Marvin Minsky’s contributions to complexity theory

 Cropped from BBC feature on AI

Marvin Minsky, sad to relate, passed away last Sunday. He was one of the great leaders of artificial intelligence (AI), and his early work helped shape the field for decades.

Today Ken and I remember him also as a theorist.

Like many early experts in computing, Minsky started out as a mathematician. He majored in math at Harvard and then earned a PhD at Princeton under Albert Tucker for a thesis titled, “Theory of Neural-Analog Reinforcement Systems and Its Application to the Brain Model Problem.” This shows his interest in AI with focus on machine learning and neural nets from the get-go. However, he also made foundational contributions to computability and complexity and one of his first students, Manuel Blum who finished in 1964, laid down his famous axioms which hold for time, space, and general complexity measures.

We will present two beautiful results of Minksy’s that prove our point. AI may have lost a founder, but complexity theory has too. His brilliance will be missed by all of computing, not just AI.

## Counter Machines

In 1967 Minsky published his book Computation: Finite and Infinite Machines. This book was really not an AI book, but rather a book on the power of various types of abstract machines.

The book includes a beautiful result which we’ll call the two-counter theorem:

Theorem 1 A two-counter machine is universal, and hence has an undecidable halting problem.

A two-counter machine has two counters—not surprising. It can test each counter to see if it is zero or not, and can add 1 to a counter, or subtract 1 from a counter. The finite control of the machine is deterministic. The import of the two-counter theorem is that only two counters are needed to build a universal computational device, provided inputs are suitably encoded. It is easy to prove that a small number of counters suffice to simulate Turing machines. But the beauty of this theorem is getting the number down to two.

To recall some formal language theory, one counter is not sufficient to build a universal machine. This follows because a counter is a restricted kind of pushdown store: it has a unary alphabet plus ability to detect when the store is empty. Single-pushdown machines have a decidable halting problem. It was long known that two pushdown stores can simulate one Turing tape and hence are universal: one holds the characters to the left of the tape head and the other holds the characters to the right. What is surprising, useful, and nontrivial is that two counters are equally powerful.

I will not go into the details of how Minsky proved his theorem, but will give a hint.

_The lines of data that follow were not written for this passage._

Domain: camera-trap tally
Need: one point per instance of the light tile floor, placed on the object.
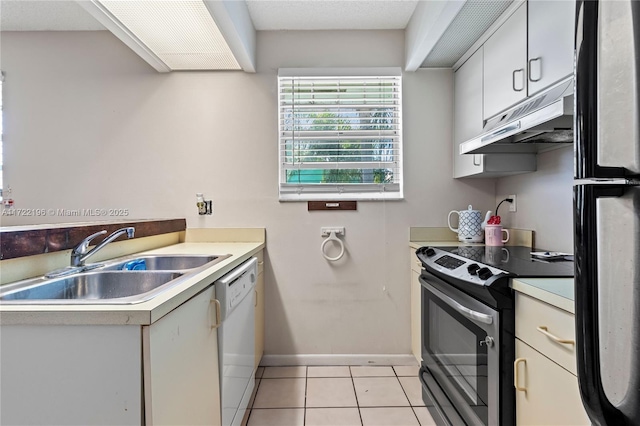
(338, 396)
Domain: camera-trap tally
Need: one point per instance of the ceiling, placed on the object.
(65, 15)
(45, 15)
(450, 34)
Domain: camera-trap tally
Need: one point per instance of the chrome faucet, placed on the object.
(79, 254)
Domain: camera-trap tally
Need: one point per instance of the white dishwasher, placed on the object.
(236, 340)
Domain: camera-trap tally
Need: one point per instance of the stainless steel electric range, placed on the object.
(468, 341)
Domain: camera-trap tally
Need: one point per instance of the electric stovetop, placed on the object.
(516, 260)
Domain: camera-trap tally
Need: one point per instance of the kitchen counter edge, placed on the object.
(144, 313)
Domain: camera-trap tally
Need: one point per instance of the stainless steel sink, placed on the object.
(174, 262)
(110, 283)
(111, 287)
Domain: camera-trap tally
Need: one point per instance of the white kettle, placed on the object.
(470, 226)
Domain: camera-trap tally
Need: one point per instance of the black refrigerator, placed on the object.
(607, 209)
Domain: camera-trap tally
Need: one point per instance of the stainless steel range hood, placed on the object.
(540, 123)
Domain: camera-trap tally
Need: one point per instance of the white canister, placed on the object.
(493, 235)
(469, 225)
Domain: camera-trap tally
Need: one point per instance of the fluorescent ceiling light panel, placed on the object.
(182, 34)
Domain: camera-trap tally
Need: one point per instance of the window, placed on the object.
(340, 137)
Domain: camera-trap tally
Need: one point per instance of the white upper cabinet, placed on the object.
(551, 38)
(467, 114)
(505, 64)
(468, 124)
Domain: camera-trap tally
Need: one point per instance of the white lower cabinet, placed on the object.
(547, 394)
(259, 311)
(181, 380)
(546, 386)
(416, 309)
(162, 374)
(70, 375)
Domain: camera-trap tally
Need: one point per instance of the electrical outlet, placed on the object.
(326, 231)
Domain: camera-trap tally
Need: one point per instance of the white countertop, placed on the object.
(417, 244)
(140, 313)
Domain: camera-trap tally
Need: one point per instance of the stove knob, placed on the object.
(473, 268)
(484, 273)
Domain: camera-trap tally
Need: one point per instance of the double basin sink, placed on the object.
(124, 281)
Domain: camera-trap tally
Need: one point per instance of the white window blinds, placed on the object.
(340, 137)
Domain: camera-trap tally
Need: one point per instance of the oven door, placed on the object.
(460, 352)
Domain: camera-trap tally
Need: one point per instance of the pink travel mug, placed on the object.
(493, 235)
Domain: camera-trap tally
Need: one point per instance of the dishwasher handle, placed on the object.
(217, 321)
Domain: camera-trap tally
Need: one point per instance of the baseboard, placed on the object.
(338, 359)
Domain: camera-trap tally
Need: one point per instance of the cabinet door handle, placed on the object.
(516, 376)
(218, 319)
(545, 330)
(532, 60)
(513, 80)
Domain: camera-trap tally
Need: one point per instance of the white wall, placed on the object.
(89, 124)
(544, 200)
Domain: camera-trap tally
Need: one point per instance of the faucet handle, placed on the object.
(84, 245)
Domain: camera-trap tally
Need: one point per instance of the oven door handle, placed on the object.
(469, 313)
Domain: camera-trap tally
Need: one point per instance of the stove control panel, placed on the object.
(457, 266)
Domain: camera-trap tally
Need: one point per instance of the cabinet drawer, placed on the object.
(534, 317)
(551, 396)
(416, 265)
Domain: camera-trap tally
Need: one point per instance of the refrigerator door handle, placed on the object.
(594, 399)
(585, 119)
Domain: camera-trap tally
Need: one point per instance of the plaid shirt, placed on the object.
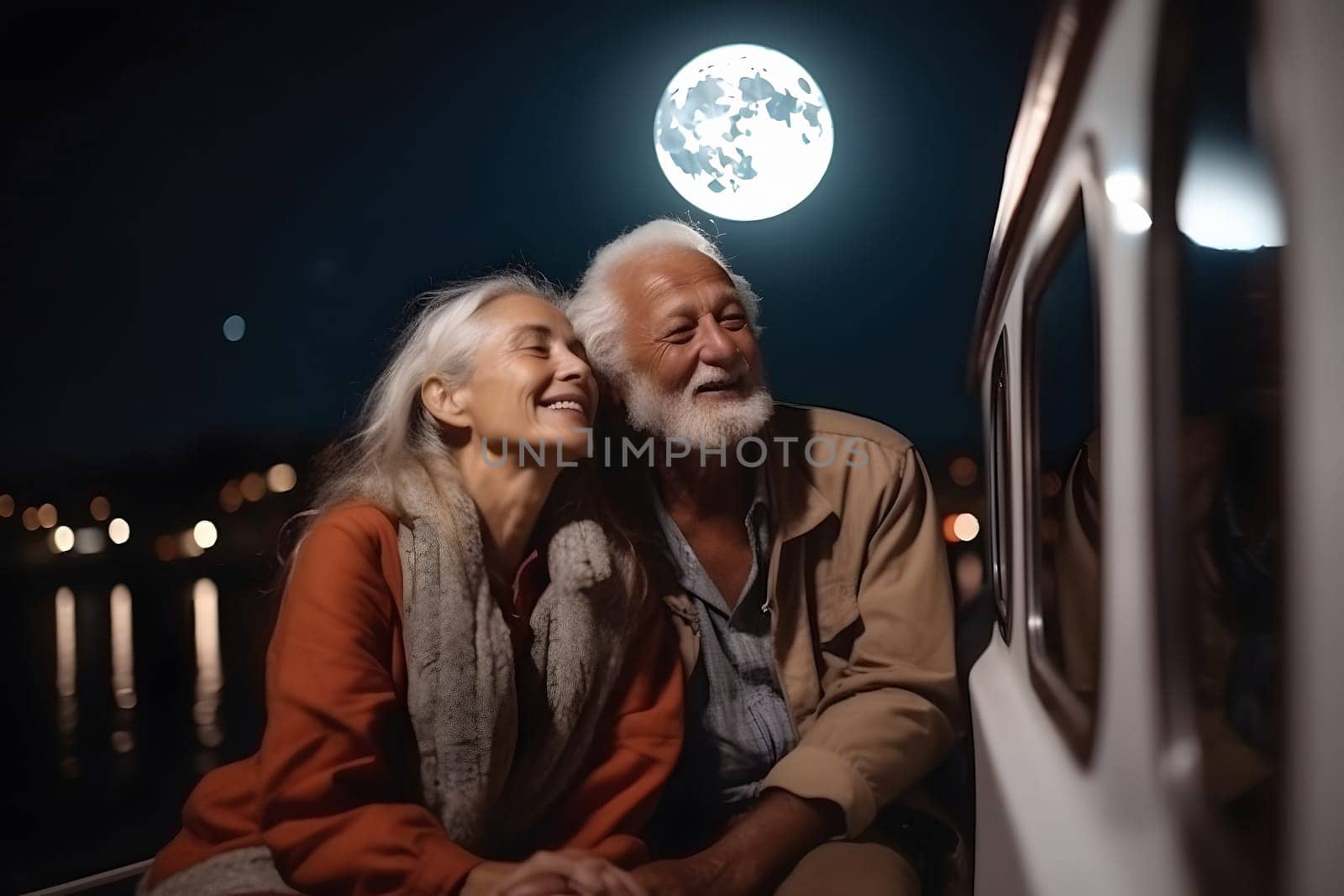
(738, 725)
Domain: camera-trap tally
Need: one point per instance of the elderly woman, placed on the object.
(470, 687)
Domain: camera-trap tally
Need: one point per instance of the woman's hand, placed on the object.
(554, 873)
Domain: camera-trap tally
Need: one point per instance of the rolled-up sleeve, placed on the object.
(895, 708)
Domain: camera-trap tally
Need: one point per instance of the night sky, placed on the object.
(313, 170)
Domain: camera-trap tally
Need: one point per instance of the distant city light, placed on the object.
(230, 497)
(281, 479)
(206, 535)
(234, 328)
(1126, 191)
(118, 531)
(965, 527)
(253, 486)
(91, 540)
(62, 539)
(963, 470)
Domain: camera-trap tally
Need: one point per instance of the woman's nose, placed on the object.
(571, 367)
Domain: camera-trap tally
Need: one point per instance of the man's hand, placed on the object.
(546, 873)
(699, 875)
(754, 853)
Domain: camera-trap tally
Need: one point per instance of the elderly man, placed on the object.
(813, 605)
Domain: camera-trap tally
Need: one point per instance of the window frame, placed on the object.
(1218, 866)
(1000, 486)
(1074, 721)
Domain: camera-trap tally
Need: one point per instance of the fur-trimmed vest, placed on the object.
(496, 748)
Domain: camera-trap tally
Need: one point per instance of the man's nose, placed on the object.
(717, 345)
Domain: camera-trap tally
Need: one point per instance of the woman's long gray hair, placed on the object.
(396, 430)
(394, 427)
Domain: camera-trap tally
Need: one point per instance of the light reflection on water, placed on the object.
(210, 678)
(67, 705)
(123, 669)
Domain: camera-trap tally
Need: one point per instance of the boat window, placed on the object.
(1063, 469)
(1227, 574)
(1000, 469)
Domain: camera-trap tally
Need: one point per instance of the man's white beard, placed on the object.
(710, 422)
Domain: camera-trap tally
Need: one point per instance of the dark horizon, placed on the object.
(313, 174)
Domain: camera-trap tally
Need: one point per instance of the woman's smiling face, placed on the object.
(530, 382)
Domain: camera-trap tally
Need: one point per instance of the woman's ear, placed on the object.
(447, 405)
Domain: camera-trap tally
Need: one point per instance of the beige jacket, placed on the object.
(862, 610)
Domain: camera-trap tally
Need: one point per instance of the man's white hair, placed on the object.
(596, 311)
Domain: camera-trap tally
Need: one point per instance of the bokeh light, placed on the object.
(965, 527)
(234, 328)
(205, 535)
(281, 479)
(118, 531)
(62, 539)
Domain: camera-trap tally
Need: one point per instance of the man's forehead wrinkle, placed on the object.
(667, 289)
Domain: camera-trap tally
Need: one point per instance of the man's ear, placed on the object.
(447, 405)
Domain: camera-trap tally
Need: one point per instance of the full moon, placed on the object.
(743, 132)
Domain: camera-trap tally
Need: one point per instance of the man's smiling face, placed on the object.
(696, 363)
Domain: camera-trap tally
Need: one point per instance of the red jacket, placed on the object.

The main trick is to use a clever representation of sets of numbers that can fit into a single number. Perhaps Minksy used his AI thinking here. I mention this since one of the key ideas in AI is how do we represent information. In this case he represents, say, a vector ${(a,b,c)}$ of natural numbers by

$\displaystyle 2^{a}3^{b}5^{c}.$

This is stored in one counter. The other is used to test whether say ${b=0}$. Or to replace ${b}$ by ${b+1}$. Making this work is a nice exercise in programming; I covered this in a post back in March 2009.

We must add personal notes here. I used this theorem in one of my early results, way back when I started doing research. Ken was also inspired by the connection from counter machines to algebraic geometry via polynomial ideal theory that was developed by Ernst Mayr and Albert Meyer at MIT. The basic idea is that if we have, say, an instruction (q,x--,y++,r) that decrements counter ${x}$ and increments ${y}$ while going from state ${q}$ to state ${r}$, then that is like the equation represented by the polynomial ${qx - ry}$. If the start and final states are ${s}$ and ${f}$ then the counter machine accepts the null input if and only if the polynomial ${s - f}$ belongs to the ideal generated by the instructions.

## Perceptrons

In 1969 Minksy and Seymour Papert published their book Perceptrons: An Introduction to Computational Geometry. It was later republished in 1987.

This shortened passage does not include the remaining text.